Elanor "Nori" Brandyfoot is something of a masterclass in how not to do names.

  • Her first name is a flower, which is appropriate for a proto-Hobbit; but it's a very special flower which only grows hundreds of miles west of where she lives. None of her people can ever have encountered the elanor flower of Lothlorien; when Sam Gamgee uses it for his daughter thousands of years later, he is the first Hobbit ever to do so.

  • Her nickname is a canonical dwarven name. Dori and Nori are two of the dwarves in The Hobbit. I don't get why you'd do this.

  • Brandy-, in Hobbit names, comes from the Brandywine river, which is itself a corruption of the elvish Baranduin. We literally know which Hobbit first used it - Gorhendad Oldbuck, who changed his name to Brandybuck after moving over the Brandywine. This river is even further from Nori's people than Lothlorien is.

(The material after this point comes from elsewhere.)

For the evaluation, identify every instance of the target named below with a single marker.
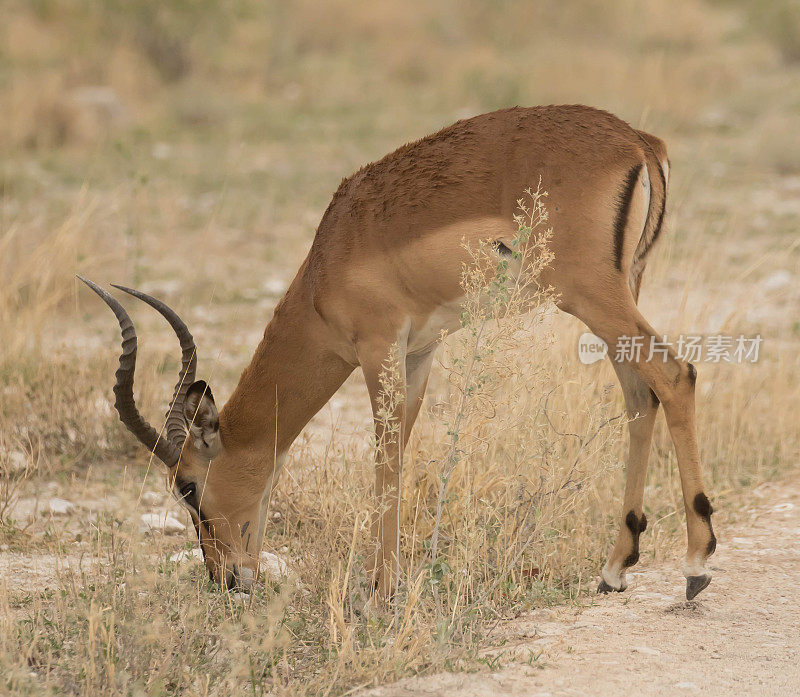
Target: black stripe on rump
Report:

  • -foot appears in a number of canonical Hobbit surnames (Proudfoot, Puddifoot, Lightfoot, Twofoot, Whitfoot, and the racial name Harfoot), but always with a literal meaning - Puddifoot, for example, means puddle-foot, because the family lives in a marsh. What does Brandyfoot mean? Do they bathe their feet in expensive alcohol?

  • Besides which, Tolkien strongly implies that Hobbits didn't even have surnames until fairly late. The Shire was founded by Marcho and Blanco, no surnames. The great families acquired them a while before LotR, but for example Sam's wife Rose Cotton? Her grandfather was the first to use that surname, adapting it from his father's given name Cotman.

(Her friends and relatives have much more sensible forenames, and their surnames are more acceptable too - Proudfellow, for example. It's still a bit mix-and-match from the family trees, but in a more sensible way.)

The other names that really stand out are Bronwyn and Theo, a mother and son in future Gondor/Mordor (it's a bit vague). Bronwyn is a very distinctively Welsh name, while Theo is a Germanic nickname. They don't fit together, and they give off a vibe of 'these sound vaguely like Eowyn and Theoden, they'll do'.